LONDON (Reuters) – The Bank of England is expected to publish measures on Tuesday to correct “weaknesses” it has uncovered in how banks have been doling out credit to consumers at a rapidly expanding pace.
It is the latest sign of how consumer credit, a key driver of economic growth, has risen up the watchlist of regulators at a time when savings are hitting their lowest levels in at least 50 years and the BoE’s policymakers are split over whether to raise rates as inflation climbs.
The BoE said last week that a targeted review by its banking supervisory arm, the Prudential Regulation Authority (PRA), had found weaknesses in some aspects of underwriting credit and a reduction in the resilience of banks.
On Tuesday, the PRA will make a statement on its first set of specific actions or “expectations” from the banks it regulates regarding credit to consumers. It will look at a wide range of credit, including the financing of car purchases – though banks now account for a much smaller portion of this than in the past.

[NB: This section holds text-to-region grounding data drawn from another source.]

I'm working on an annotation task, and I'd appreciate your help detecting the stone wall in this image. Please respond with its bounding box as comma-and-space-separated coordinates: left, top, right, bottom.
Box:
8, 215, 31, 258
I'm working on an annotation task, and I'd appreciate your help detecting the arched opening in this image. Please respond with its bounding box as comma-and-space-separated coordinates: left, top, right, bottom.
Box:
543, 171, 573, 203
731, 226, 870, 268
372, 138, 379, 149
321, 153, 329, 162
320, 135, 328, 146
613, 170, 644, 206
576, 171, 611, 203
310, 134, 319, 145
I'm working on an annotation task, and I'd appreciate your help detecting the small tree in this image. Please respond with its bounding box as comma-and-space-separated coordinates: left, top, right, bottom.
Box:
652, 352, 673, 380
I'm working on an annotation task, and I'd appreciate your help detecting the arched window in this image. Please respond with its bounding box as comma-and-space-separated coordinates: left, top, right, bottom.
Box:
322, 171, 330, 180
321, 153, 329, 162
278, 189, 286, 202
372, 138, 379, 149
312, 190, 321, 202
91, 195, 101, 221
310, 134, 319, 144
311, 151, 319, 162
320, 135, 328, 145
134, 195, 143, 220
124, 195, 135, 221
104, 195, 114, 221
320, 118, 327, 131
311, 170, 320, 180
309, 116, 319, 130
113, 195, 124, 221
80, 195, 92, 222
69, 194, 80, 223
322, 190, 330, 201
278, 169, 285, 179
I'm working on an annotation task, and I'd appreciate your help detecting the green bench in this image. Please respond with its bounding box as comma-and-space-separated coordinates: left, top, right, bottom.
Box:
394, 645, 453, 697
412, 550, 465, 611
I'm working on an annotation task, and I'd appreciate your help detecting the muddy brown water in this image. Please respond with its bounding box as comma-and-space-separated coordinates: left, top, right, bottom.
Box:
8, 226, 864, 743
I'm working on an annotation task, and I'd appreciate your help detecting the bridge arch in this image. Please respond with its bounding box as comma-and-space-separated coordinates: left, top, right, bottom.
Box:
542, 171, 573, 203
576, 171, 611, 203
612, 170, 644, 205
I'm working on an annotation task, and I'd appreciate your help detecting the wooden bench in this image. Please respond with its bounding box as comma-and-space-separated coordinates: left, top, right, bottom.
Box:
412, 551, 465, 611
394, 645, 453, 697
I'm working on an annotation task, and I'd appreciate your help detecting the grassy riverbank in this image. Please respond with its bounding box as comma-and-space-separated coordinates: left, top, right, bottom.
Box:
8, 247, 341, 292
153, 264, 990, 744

“Effective governance at firms should ensure that risks are priced and managed appropriately and benign conditions do not lead to complacency by lenders,” the BoE said last week in its twice-yearly Financial Stability Report.
The BoE noted in the report that losses for banks from consumer loans defaulting are far higher than in the home loans sector, though they remain low overall.
At the same time, the amount of capital that banks are setting aside against exposure to consumer credit has fallen since 2014, meaning lenders have less capacity to absorb losses.
The BoE also said last week that it was bringing forward to September from November the assessment of stressed losses in consumer credit lending in this year’s annual “stress test” of top banks.
Last week, Britain’s Financial Conduct Authority said it was taking a close look at lending practices in the fast growing car financing sector.